Instead of training and testing sets, we validated the model by estimating a time-varying Cox model that forced the main effects and pair wise interactions of all the risk factors. Pair wise interactions with a p-value of > 0.05 were removed using a backward stepwise algorithm. All non-significant risk factor main effects were removed so long as they were not in any interaction terms. This model retained Non-HDL IC, Smoking IC, (SPB IC and DBP NIC) and an interaction between Non-HDL IC and (SBP IC and DBP NIC). Note this is a very similar model to Figures 6 and 7. Figure 6 contains smoking status on both sides of the original Non-HDL split, indicting possible main effect status in the model. In the CART analysis, SBP IC/DBP NIC was the strongest risk factor in the non-HDL NIC branch, and was not present in the Non-HDL IC branch, indicating an interaction. This model had an AIC of 4020.8 and a BIC of 3948.5.

For the CART model in Figure 6, the AIC is 4023.4 and the BIC is 3947.5, slightly worse than the backward stepwise model using 0.10 as p-to-enter and p-to-stay using AIC, but slightly better from the same model using BIC.

4.3 Variations of this model

As with any tree-based method, there are many variations to be decided upon on a case-by-case basis. In split steps above, the subgroups were divided based upon the size of the test statistics or p-value comparing the equality of hazards in the newly created groups. This is a local decision as it is determined primarily by the data in the subgroup being split and follows the spirit of CART analyses to identify disparate groups. An alternate local criterion could be to predefine a minimally significant difference between the groups.

Alternatively, a more global model fitting criteria could be used such as BIC. If the group being split does not contain many participant visits, the resulting subgroups may have significantly different hazards but may not improve the model enough to improve the overall BIC. Other global criteria have involved penalties for misclassification and these can be incorporated into the proposed algorithm.

The CART literature is full of methods on final tree construction, including growing and pruning15, bagging24, boosting2527, cross validation28, random forests12 and others. These concepts could be used with the method proposed in this paper; however the programming complexities of each method have not been explored here.

There is no reason to restrict the analysis specifically to the Cox model. The forward stepwise splitting method can be used with any model, including generalized linear models or generalized estimating equations.

5. DISCUSSION

The proposed algorithm incorporates the complex subgroups of a CART analysis and the flexibility of a time-varying Cox analysis for the evaluation of time-varying survival data.
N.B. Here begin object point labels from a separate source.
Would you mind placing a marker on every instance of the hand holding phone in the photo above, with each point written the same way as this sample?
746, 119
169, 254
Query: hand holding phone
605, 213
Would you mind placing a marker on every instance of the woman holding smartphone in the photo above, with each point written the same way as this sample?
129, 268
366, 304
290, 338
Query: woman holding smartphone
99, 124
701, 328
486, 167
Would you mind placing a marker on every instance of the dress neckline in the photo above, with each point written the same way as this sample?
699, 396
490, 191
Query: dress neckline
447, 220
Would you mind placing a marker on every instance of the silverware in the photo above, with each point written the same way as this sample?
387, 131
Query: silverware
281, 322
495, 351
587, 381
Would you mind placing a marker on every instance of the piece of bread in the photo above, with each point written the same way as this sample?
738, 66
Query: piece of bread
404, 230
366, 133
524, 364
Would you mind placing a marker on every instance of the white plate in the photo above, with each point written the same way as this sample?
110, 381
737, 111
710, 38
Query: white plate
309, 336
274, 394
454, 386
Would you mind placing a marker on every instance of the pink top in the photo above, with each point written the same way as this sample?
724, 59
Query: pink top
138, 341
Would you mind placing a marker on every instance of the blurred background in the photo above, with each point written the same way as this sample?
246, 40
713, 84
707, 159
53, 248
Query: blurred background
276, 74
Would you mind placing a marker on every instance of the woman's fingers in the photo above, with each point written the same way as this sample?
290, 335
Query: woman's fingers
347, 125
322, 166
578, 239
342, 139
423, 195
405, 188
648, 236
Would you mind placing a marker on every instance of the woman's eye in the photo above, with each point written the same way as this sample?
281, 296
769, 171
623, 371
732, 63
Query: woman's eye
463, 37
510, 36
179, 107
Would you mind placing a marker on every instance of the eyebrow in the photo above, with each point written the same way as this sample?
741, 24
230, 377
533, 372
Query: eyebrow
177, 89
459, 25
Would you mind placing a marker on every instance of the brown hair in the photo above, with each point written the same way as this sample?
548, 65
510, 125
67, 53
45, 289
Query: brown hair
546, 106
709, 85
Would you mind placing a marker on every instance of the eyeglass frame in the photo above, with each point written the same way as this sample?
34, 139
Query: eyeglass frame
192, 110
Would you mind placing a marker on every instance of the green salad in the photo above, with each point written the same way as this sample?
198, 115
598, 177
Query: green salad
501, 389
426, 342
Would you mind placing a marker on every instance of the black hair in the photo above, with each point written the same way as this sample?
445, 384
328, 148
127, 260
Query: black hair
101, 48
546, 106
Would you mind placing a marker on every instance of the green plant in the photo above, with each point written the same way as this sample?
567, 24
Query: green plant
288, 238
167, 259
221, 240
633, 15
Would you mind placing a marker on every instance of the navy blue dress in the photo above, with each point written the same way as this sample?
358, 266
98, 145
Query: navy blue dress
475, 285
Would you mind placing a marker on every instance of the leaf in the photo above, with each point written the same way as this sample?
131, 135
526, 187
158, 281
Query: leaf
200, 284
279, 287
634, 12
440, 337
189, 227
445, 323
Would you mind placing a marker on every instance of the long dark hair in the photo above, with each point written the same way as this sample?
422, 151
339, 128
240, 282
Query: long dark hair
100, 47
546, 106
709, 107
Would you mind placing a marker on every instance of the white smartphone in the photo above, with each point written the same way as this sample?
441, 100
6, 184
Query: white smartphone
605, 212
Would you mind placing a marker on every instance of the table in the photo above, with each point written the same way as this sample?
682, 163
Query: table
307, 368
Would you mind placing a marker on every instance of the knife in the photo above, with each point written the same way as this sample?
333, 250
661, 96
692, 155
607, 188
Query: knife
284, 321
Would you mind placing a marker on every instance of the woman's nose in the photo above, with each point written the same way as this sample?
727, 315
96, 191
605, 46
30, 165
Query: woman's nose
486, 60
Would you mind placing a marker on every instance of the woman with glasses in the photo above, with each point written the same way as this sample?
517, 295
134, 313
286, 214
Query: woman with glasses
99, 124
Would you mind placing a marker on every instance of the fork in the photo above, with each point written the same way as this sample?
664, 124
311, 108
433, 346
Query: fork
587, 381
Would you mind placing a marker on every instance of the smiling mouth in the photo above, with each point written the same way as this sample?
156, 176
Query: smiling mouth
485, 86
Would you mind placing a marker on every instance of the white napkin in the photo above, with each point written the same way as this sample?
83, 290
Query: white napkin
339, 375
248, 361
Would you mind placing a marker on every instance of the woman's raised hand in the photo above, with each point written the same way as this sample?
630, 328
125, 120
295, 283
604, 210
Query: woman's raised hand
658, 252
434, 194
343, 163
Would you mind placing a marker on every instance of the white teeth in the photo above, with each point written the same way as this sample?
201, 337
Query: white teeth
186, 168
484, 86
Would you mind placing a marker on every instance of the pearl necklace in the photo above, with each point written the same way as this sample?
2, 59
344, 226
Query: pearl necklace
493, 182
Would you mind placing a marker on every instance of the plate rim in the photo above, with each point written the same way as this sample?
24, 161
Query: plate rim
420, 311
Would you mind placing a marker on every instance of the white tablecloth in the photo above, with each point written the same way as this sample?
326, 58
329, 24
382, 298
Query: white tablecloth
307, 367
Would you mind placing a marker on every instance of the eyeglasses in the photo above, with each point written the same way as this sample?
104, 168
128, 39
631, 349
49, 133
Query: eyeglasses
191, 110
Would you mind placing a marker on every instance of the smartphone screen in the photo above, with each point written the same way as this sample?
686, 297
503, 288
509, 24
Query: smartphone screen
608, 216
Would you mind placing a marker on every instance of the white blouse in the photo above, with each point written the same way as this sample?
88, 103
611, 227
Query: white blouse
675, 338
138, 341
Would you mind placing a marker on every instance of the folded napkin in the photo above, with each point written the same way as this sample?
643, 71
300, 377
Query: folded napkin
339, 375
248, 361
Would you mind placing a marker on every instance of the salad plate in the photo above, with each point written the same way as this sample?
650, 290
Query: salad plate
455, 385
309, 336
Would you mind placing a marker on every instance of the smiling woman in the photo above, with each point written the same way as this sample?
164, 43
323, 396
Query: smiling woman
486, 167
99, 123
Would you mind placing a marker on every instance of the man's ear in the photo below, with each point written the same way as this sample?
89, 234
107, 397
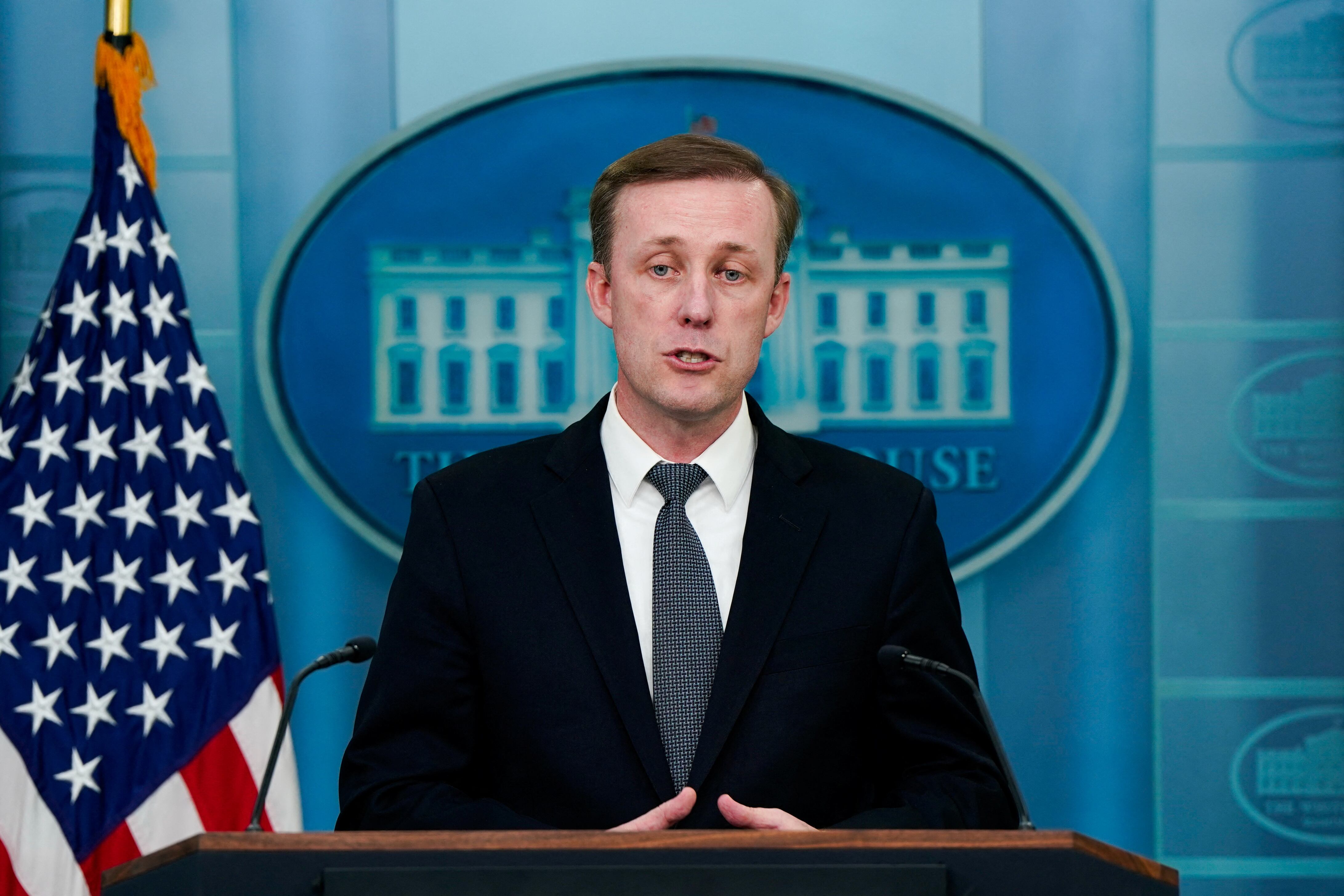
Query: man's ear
779, 303
600, 293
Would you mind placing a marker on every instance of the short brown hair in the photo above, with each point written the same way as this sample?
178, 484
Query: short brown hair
689, 158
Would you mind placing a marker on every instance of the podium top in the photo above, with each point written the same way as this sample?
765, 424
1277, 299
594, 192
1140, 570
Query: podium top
588, 840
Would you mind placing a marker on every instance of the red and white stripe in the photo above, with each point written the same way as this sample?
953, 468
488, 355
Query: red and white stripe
213, 792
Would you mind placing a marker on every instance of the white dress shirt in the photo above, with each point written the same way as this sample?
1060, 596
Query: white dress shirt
718, 511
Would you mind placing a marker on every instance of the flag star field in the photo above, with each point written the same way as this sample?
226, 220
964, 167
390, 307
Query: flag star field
136, 614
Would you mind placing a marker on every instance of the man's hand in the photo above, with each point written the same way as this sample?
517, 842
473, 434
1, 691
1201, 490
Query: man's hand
756, 819
664, 815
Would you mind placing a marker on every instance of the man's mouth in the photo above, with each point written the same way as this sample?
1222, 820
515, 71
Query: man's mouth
691, 358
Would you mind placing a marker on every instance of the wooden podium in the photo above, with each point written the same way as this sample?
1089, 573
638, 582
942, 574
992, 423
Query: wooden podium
674, 863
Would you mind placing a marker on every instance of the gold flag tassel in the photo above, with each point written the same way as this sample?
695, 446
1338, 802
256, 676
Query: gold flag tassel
126, 75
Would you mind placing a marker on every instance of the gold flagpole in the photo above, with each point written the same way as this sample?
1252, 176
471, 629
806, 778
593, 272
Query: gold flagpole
119, 23
122, 66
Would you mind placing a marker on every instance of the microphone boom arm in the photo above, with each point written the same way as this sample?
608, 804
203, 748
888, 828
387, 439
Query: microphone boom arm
355, 651
890, 652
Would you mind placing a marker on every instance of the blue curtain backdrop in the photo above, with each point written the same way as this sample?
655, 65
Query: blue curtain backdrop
264, 101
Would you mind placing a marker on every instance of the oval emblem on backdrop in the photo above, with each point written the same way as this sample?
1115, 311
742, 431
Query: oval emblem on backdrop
1288, 418
1290, 776
1288, 61
952, 312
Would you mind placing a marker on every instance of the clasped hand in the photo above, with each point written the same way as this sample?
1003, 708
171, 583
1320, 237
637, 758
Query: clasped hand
674, 810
As such, the algorithm has all the strengths and weaknesses of both CART and greedy step-wise modeling techniques. The strengths include finding complex subsets of the data that affect the outcome, an intuitive way to add the variables by order of significance and clinicians are familiar with the concept of greedy algorithms. Weaknesses of CART methods are summarized elsewhere16 and include the handling of missing values, instability of trees due to overfitting, lack of smoothness and difficulty in capturing additive structures. Literature on the weaknesses of greedy algorithms is vast and a sample is included in the references2933, including overstating the significance of the results and not optimizing a reasonable criterion function. The method proposed here should be used as an exploratory tool as the results are specific to the dataset and need external validation with independent data before they can inform policy.

In the BARI 2D example, there are a number of interesting findings. The standard time-varying Cox analysis in section 3.1 indicated that non-HDL and smoking were the two significant risk factors. The adjusted survival CART based on baseline risk factor status in section 3.4 indicated that triglycerides and smoking status were significant factors. The adjusted survival CART based upon the year one risk factor status was comparatively large. There are a number of potential reasons for the baseline and year 1 differences. The larger tree at year 1 could reflect the participant’s biological transitions from the improvements in risk factor control status from entering the clinical trial. The lag time between risk factor control and clinical prognosis is not known. The size of the tree could also represent the heterogeneity of timing for an individual to reach in-control status, for example one participant could have reached control on day 2 while another could have reached control on day 364. It is also possible that the year 1 risk factor tree is over-fitting the data and finding too many significant splits. The standard CART methods to combat over-fitting could be applied to investigate this.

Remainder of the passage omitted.